We're going to continue talking about matters of faith and spirituality. It's the first week of the new year, and that means new year's resolutions for many people, but of course, not everybody can pull them off.

Our next guest, Jana Reiss, has some advice for those of us who reach for the stars and still fall a little bit short. Jana says she connected with God as a teenager on a mountaintop on one inspired snowy night years ago, but 25 years later, she said she felt she and her faith were as distant - well, taking each other for granted, like an old married couple.

So she came up with a year-long plan to change that. She decided to take on one spiritual practice a month. The result is the very funny memoir "Flunking Sainthood." And Jana Reiss joins us now to talk about some of her misadventures in the world of spirit and faith.

Welcome. Thank you for joining us. Happy New Year.

JANA RIESS: Happy New Year. Thank you.

MARTIN: So your original plan was to just read up - not just, but to do kind of some intensive reading in the different spiritual practices and the theologies and ideas of different faiths around the world. And then you decided to take it up a notch and actually adopt a practice. How did you come up with that idea?

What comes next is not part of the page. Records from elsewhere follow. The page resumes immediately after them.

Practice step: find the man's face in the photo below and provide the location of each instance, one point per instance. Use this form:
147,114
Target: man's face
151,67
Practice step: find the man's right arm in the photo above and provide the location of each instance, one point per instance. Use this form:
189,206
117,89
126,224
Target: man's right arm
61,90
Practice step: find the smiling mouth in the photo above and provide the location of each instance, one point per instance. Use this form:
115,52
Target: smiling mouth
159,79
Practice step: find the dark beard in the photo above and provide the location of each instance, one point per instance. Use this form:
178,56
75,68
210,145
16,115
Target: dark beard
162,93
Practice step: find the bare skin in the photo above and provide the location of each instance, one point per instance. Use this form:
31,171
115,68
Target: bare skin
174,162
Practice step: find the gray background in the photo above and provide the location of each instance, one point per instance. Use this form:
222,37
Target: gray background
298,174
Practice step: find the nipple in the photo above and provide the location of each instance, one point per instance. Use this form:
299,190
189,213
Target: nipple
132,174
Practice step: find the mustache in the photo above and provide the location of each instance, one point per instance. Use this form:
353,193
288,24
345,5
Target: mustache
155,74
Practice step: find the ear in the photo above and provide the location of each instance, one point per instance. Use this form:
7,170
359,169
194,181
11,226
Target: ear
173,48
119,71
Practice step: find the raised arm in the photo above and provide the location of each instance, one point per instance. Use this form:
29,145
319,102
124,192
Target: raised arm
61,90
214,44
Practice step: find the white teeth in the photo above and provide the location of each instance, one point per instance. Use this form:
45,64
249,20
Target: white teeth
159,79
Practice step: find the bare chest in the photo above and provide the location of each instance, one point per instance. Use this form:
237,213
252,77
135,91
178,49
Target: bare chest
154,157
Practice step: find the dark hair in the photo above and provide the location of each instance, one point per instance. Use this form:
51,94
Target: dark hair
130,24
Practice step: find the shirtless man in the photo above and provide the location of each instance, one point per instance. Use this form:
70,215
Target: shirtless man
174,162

RIESS: Yes. I decided that it would be boring for people to read about someone reading, and that I should do an accompanying spiritual practice for each reading that I did. And so I upped the ante, maybe a little bit to my dismay as the year progressed. And I found that I was failing at the spiritual practices that I tried.

MARTIN: How did the reading go, at least?


RIESS: The reading went great. I'm good at that part.

MARTIN: You're good at that part of it, but the practicing, actually putting into practice, not so great. So I know that you did a month-long fast, like the Ramadan fast that observant Muslims undertake. And I do want to mention that you picked February.


RIESS: Yes. That was not an accident. I chose February because I wanted to get it out of the way, for one thing. I thought it would be hard, and it was. But also because the days are short and the month is short. So February seemed like a really good time to fast.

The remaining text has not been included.